Closed ysmanman closed 1 week ago
@arlakshm @kenneth-arista
Looked at BRCM SAI code and it seems neither 202205 nor 202405 SAI supports setting SAI_NEIGHBOR_ENTRY_ATTR_IS_LOCAL
for neighbor entry. But we didn't see the failure in 202205 testing. Maybe SONiC behaviors in 202205 and 202405 are different.
FYI, CSP CS00012298563 confirmed BRCM SAI did not support setting SAI_NEIGHBOR_ENTRY_ATTR_IS_LOCAL
in SAI 9.x (or maybe earlier version too).
Thanks @ysmanman for reporting this issue. @saksarav-nokia, @mlok-nokia for viz..
@ysmanman, I did a quick check on the SAI definition. This attribute supports create and set. Any reason why the SAI behavior was changed?

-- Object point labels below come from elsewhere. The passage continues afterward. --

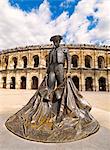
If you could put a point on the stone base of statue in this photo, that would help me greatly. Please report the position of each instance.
(47, 118)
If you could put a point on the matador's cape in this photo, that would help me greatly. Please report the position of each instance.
(38, 120)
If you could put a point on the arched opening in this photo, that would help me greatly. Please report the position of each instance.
(102, 84)
(101, 62)
(4, 82)
(12, 84)
(15, 62)
(23, 82)
(76, 81)
(36, 60)
(46, 58)
(89, 84)
(24, 58)
(74, 61)
(6, 62)
(88, 61)
(34, 82)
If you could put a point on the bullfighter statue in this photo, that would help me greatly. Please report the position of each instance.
(57, 112)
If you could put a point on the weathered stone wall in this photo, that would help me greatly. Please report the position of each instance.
(81, 71)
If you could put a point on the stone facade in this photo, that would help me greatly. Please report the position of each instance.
(25, 67)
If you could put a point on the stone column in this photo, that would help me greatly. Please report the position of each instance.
(28, 81)
(97, 84)
(1, 81)
(82, 82)
(8, 81)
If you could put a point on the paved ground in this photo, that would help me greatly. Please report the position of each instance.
(12, 100)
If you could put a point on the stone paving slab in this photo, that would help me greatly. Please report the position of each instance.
(9, 141)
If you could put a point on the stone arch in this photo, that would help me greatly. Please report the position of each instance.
(36, 60)
(15, 61)
(88, 61)
(74, 60)
(34, 84)
(13, 83)
(102, 84)
(6, 62)
(24, 58)
(89, 84)
(76, 81)
(4, 82)
(23, 83)
(101, 62)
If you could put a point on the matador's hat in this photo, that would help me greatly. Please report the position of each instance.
(56, 37)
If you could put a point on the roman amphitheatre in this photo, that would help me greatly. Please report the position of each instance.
(25, 67)
(21, 72)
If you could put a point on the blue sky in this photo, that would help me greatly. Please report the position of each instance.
(32, 22)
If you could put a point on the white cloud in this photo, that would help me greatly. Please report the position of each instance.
(79, 24)
(18, 28)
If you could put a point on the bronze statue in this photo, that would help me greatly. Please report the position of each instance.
(57, 112)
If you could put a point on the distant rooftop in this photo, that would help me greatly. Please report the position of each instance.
(49, 46)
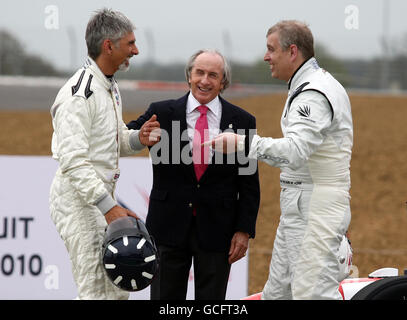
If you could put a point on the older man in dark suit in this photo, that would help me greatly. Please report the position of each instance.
(203, 204)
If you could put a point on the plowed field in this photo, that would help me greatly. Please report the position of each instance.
(378, 228)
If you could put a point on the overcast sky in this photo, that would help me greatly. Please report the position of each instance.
(171, 30)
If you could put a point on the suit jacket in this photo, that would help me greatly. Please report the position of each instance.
(225, 201)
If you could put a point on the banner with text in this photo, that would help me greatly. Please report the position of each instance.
(34, 263)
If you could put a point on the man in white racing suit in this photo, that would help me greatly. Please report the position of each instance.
(314, 157)
(89, 136)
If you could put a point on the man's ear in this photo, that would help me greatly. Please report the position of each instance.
(107, 46)
(293, 52)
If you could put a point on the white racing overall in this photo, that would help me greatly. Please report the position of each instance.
(314, 157)
(89, 136)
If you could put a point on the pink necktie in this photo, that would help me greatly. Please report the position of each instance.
(200, 154)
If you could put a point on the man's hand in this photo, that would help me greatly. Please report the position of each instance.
(150, 132)
(238, 246)
(118, 212)
(226, 142)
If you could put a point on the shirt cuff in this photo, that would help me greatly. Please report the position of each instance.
(253, 147)
(106, 203)
(134, 141)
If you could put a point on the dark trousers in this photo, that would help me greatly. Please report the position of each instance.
(211, 272)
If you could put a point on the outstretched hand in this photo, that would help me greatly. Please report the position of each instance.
(150, 132)
(225, 142)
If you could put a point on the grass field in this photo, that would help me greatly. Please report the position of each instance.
(378, 171)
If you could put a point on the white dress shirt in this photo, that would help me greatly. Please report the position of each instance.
(214, 115)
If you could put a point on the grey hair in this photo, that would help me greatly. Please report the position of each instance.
(227, 73)
(294, 32)
(106, 24)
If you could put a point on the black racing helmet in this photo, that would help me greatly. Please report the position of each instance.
(129, 254)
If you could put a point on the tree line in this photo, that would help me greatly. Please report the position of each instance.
(374, 73)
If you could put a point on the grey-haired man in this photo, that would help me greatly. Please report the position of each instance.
(89, 136)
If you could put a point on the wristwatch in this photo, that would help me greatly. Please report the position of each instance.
(240, 142)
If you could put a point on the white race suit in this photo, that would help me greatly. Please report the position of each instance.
(314, 156)
(89, 136)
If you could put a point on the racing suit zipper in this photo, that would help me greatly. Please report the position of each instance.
(113, 94)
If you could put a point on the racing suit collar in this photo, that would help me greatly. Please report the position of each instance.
(310, 64)
(105, 81)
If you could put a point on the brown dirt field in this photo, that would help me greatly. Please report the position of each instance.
(378, 171)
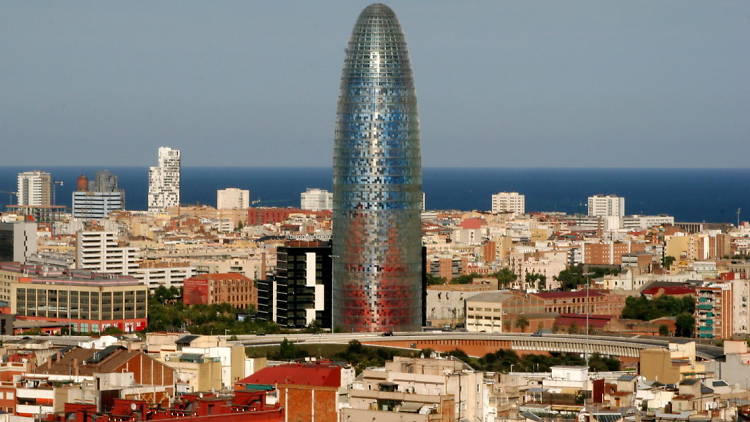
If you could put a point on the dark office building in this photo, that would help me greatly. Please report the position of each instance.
(300, 291)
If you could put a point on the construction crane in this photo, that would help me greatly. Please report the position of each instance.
(10, 196)
(259, 201)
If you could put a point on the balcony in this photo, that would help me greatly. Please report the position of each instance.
(33, 409)
(36, 393)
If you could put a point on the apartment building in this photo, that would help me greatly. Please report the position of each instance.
(714, 316)
(35, 189)
(594, 302)
(232, 199)
(606, 206)
(101, 251)
(232, 288)
(164, 181)
(492, 311)
(508, 202)
(89, 302)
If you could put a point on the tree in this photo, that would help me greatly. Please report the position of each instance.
(459, 354)
(571, 277)
(289, 351)
(112, 331)
(464, 278)
(667, 261)
(643, 309)
(534, 280)
(685, 325)
(521, 323)
(505, 277)
(432, 280)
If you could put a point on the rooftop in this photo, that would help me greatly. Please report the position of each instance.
(314, 374)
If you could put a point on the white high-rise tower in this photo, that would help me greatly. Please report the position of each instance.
(164, 181)
(35, 188)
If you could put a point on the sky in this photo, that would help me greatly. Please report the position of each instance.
(599, 83)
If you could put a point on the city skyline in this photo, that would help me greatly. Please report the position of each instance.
(668, 82)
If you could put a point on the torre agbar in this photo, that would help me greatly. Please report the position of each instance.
(377, 183)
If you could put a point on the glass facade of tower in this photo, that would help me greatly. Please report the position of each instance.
(377, 182)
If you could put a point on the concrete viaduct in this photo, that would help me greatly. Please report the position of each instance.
(479, 344)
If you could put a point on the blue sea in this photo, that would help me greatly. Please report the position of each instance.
(711, 195)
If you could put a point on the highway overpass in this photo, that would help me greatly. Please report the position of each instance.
(478, 344)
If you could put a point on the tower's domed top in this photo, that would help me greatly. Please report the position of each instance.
(377, 9)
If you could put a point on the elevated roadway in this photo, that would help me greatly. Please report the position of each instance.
(479, 344)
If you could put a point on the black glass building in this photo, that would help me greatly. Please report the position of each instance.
(377, 183)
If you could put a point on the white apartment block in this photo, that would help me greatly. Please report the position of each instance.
(643, 222)
(165, 274)
(513, 202)
(232, 199)
(164, 181)
(606, 206)
(96, 204)
(100, 251)
(18, 241)
(35, 188)
(316, 200)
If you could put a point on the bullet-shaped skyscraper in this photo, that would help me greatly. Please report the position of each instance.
(377, 183)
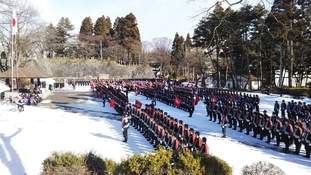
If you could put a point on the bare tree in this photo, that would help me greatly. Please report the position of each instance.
(161, 49)
(29, 30)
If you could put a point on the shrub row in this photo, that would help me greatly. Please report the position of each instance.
(155, 162)
(295, 91)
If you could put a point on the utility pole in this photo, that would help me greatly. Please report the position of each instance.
(281, 71)
(101, 50)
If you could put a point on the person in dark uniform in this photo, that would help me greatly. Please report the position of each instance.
(224, 126)
(306, 138)
(125, 126)
(277, 129)
(191, 108)
(286, 134)
(297, 137)
(104, 99)
(267, 128)
(204, 148)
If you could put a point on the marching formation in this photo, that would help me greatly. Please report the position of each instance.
(241, 112)
(229, 109)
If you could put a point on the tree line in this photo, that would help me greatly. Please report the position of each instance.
(252, 41)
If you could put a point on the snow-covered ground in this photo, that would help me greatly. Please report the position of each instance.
(27, 138)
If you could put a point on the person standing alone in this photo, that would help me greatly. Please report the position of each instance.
(125, 126)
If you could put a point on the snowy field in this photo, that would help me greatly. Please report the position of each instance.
(29, 137)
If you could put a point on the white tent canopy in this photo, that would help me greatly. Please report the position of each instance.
(3, 87)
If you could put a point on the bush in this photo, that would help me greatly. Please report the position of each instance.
(160, 161)
(70, 164)
(58, 161)
(178, 163)
(95, 164)
(214, 165)
(297, 92)
(69, 170)
(262, 168)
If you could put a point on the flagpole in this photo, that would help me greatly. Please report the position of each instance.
(14, 30)
(12, 50)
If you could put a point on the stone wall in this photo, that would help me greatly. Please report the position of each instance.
(87, 68)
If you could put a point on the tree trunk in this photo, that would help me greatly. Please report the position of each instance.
(290, 62)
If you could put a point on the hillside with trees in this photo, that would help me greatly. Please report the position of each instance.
(232, 39)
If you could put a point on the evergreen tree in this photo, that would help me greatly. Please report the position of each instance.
(50, 40)
(127, 33)
(178, 52)
(63, 29)
(102, 26)
(284, 28)
(86, 28)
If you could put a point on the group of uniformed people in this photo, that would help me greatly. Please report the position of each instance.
(159, 128)
(237, 112)
(231, 109)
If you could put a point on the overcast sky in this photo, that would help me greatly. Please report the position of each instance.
(155, 18)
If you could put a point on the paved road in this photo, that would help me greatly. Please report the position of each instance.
(66, 96)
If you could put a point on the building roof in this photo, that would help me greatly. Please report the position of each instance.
(23, 73)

Hi @arlakshm , I don't have too much context on why BRCM discontinued supporting setting SAI_NEIGHBOR_ENTRY_ATTR_IS_LOCAL
at least starting from SAI 9.2. But based on the conversion in CSP CS00012298563, there were some discussion between MSFT and BRCM as well. Quote the reply from BRCM:
update:
at the meeting with MSFT, they are asking if SAI9.x supports SAI_NEIGHBOR_ENTRY_ATTR_IS_LOCAL on brcm_sai_set_neighbor_entry_attribute() .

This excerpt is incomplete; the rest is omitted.